Among these funds, Ariel Investments held the most valuable stake in The Interpublic Group of Companies Inc (NYSE:IPG), which was worth $159.7 million at the end of the third quarter. On the second spot was Arrowstreet Capital which amassed $60.8 million worth of shares. Adage Capital Management, AQR Capital Management, and Citadel Investment Group were also very fond of the stock, becoming one of the largest hedge fund holders of the company. In terms of the portfolio weights assigned to each position Ariel Investments allocated the biggest weight to The Interpublic Group of Companies Inc (NYSE:IPG), around 2.32% of its 13F portfolio. L2 Asset Management is also relatively very bullish on the stock, setting aside 0.38 percent of its 13F equity portfolio to IPG.

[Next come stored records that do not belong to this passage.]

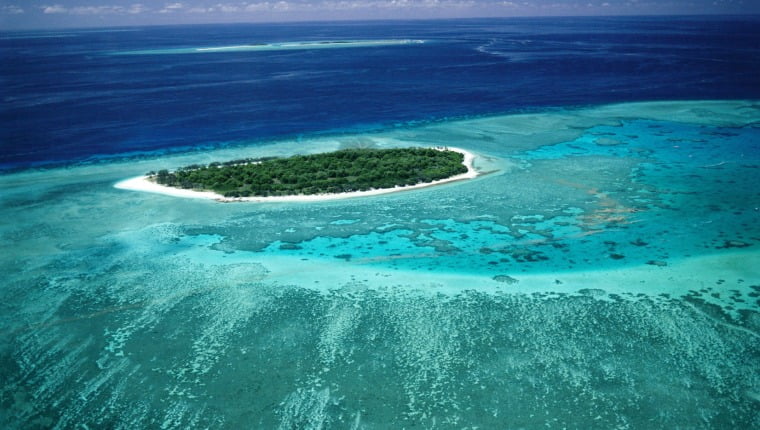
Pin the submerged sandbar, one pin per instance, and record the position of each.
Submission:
(147, 183)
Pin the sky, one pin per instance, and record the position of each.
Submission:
(41, 14)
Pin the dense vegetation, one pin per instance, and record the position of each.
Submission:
(334, 172)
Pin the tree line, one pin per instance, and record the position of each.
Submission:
(347, 170)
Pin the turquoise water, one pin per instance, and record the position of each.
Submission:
(602, 273)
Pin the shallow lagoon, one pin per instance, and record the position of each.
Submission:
(603, 274)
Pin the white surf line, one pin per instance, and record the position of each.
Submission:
(142, 183)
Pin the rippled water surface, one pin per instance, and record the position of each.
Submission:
(603, 273)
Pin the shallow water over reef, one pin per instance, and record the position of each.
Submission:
(604, 273)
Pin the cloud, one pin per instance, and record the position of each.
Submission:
(11, 10)
(133, 9)
(172, 7)
(56, 8)
(97, 10)
(137, 8)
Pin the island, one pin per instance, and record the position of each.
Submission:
(338, 174)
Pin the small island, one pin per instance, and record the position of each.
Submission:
(343, 173)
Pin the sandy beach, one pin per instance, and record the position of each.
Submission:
(141, 183)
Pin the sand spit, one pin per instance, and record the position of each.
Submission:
(141, 183)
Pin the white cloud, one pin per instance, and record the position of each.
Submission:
(11, 10)
(97, 10)
(137, 8)
(56, 8)
(172, 7)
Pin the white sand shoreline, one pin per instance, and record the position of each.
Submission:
(141, 183)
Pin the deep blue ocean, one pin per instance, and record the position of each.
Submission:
(67, 98)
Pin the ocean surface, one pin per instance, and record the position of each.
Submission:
(602, 273)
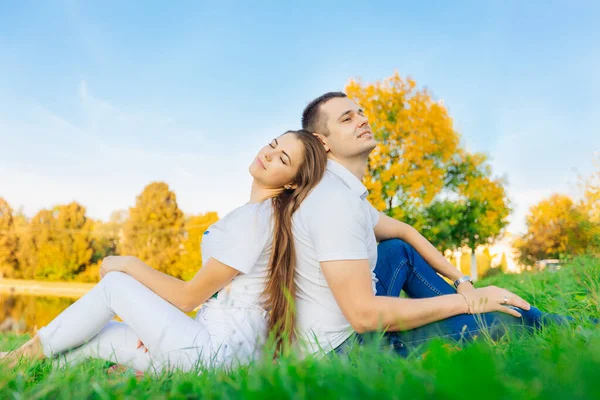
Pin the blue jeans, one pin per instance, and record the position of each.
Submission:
(400, 267)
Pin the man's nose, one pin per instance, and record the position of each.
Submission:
(363, 120)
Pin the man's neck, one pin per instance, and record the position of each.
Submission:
(259, 193)
(356, 165)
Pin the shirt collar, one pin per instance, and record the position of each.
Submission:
(348, 178)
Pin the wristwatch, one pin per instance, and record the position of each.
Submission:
(462, 279)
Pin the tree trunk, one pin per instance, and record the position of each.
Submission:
(473, 265)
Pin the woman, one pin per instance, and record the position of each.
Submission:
(249, 260)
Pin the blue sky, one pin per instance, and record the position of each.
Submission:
(98, 99)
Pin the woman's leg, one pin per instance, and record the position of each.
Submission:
(172, 337)
(116, 342)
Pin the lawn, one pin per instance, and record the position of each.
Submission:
(558, 363)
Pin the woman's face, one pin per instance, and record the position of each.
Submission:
(277, 163)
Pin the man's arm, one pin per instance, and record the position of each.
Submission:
(350, 283)
(389, 228)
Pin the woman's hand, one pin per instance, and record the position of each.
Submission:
(492, 298)
(115, 263)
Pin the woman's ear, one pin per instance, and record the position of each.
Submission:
(323, 141)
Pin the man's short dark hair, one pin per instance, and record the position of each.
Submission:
(312, 117)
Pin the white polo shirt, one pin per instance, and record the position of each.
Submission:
(335, 222)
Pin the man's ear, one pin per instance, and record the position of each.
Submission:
(323, 141)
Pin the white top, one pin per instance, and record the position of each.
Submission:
(236, 319)
(335, 222)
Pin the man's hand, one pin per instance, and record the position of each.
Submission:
(115, 263)
(492, 298)
(141, 344)
(465, 287)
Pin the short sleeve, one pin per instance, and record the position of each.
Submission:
(374, 215)
(337, 226)
(244, 237)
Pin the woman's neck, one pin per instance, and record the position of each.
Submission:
(259, 193)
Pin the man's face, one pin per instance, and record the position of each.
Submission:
(350, 134)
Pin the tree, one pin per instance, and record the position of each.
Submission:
(418, 173)
(476, 216)
(191, 257)
(556, 228)
(154, 230)
(416, 143)
(57, 244)
(9, 264)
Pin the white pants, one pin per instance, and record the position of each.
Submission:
(86, 330)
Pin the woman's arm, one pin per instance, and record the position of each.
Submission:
(389, 228)
(186, 296)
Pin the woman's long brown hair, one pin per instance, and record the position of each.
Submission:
(280, 290)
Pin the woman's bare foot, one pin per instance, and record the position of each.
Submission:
(122, 370)
(32, 349)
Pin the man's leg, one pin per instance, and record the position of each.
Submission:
(400, 267)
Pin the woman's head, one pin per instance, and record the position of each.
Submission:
(295, 162)
(286, 159)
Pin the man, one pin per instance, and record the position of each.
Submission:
(348, 285)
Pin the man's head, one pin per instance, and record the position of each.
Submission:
(340, 124)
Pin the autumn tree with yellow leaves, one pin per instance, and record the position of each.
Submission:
(154, 230)
(8, 241)
(191, 256)
(418, 166)
(557, 227)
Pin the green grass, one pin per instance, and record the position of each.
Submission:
(558, 363)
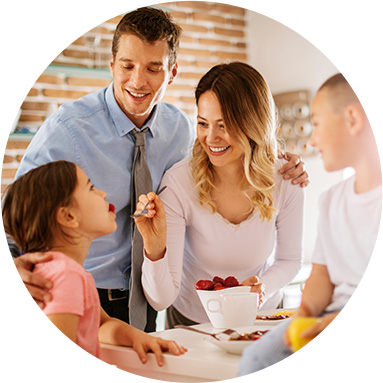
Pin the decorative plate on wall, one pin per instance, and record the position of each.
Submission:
(294, 121)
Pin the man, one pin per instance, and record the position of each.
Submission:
(95, 132)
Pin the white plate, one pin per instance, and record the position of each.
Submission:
(232, 346)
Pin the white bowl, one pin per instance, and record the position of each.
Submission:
(216, 318)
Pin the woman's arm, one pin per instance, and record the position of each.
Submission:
(317, 292)
(289, 239)
(161, 279)
(117, 332)
(66, 323)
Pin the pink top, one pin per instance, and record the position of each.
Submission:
(74, 292)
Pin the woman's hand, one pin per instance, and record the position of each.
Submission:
(152, 226)
(294, 169)
(256, 287)
(37, 286)
(321, 324)
(143, 343)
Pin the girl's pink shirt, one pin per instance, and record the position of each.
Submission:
(74, 292)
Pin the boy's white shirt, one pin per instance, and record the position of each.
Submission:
(347, 231)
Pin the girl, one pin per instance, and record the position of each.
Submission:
(55, 208)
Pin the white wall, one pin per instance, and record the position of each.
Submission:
(289, 62)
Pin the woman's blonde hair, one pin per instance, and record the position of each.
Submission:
(249, 115)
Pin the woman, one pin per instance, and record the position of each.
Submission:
(228, 211)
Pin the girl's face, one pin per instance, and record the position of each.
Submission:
(95, 216)
(212, 133)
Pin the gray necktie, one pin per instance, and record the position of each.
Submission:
(141, 184)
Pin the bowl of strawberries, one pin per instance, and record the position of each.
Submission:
(210, 293)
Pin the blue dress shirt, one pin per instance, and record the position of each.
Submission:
(93, 132)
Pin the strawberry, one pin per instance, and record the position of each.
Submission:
(219, 286)
(218, 279)
(204, 285)
(231, 281)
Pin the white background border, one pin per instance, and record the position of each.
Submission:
(33, 33)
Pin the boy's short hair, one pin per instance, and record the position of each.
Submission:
(150, 25)
(31, 203)
(340, 92)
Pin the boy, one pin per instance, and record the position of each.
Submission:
(348, 222)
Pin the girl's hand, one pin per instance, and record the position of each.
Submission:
(152, 226)
(256, 287)
(143, 343)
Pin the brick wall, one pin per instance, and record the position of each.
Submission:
(212, 33)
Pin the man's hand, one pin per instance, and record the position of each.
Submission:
(294, 169)
(37, 286)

With a general bullishness amongst the heavyweights, specific money managers have jumped into The Interpublic Group of Companies Inc (NYSE:IPG) headfirst. Balyasny Asset Management, managed by Dmitry Balyasny, initiated the largest position in The Interpublic Group of Companies Inc (NYSE:IPG). Balyasny Asset Management had $11.7 million invested in the company at the end of the quarter. Michael Gelband’s ExodusPoint Capital also initiated a $2.3 million position during the quarter. The other funds with brand new IPG positions are Paul Tudor Jones’s Tudor Investment Corp, Greg Eisner’s Engineers Gate Manager, and Jinghua Yan’s TwinBeech Capital.
Let’s go over hedge fund activity in other stocks similar to The Interpublic Group of Companies Inc (NYSE:IPG). We will take a look at PRA Health Sciences Inc (NASDAQ:PRAH), Reinsurance Group of America Inc (NYSE:RGA), Encompass Health Corporation (NYSE:EHC), Churchill Downs Incorporated (NASDAQ:CHDN), Regency Centers Corp (NASDAQ:REG), Ritchie Bros. Auctioneers Incorporated (NYSE:RBA), and Vornado Realty Trust (NYSE:VNO). All of these stocks’ market caps are similar to IPG’s market cap.
|Ticker||No of HFs with positions||Total Value of HF Positions (x1000)||Change in HF Position|
View table here if you experience formatting issues.
As you can see these stocks had an average of 25.6 hedge funds with bullish positions and the average amount invested in these stocks was $337 million. That figure was $486 million in IPG’s case. Encompass Health Corporation (NYSE:EHC) is the most popular stock in this table. On the other hand Vornado Realty Trust (NYSE:VNO) is the least popular one with only 20 bullish hedge fund positions. The Interpublic Group of Companies Inc (NYSE:IPG) is not the most popular stock in this group but hedge fund interest is still above average. Our overall hedge fund sentiment score for IPG is 81. Stocks with higher number of hedge fund positions relative to other stocks as well as relative to their historical range receive a higher sentiment score. Our calculations showed that top 20 most popular stocks among hedge funds returned 41.3% in 2019 and outperformed the S&P 500 ETF (SPY) by 10 percentage points. These stocks gained 33.3% in 2020 through December 18th and still beat the market by 16.4 percentage points. Hedge funds were also right about betting on IPG as the stock returned 45.2% since the end of Q3 (through 12/18) and outperformed the market. Hedge funds were rewarded for their relative bullishness.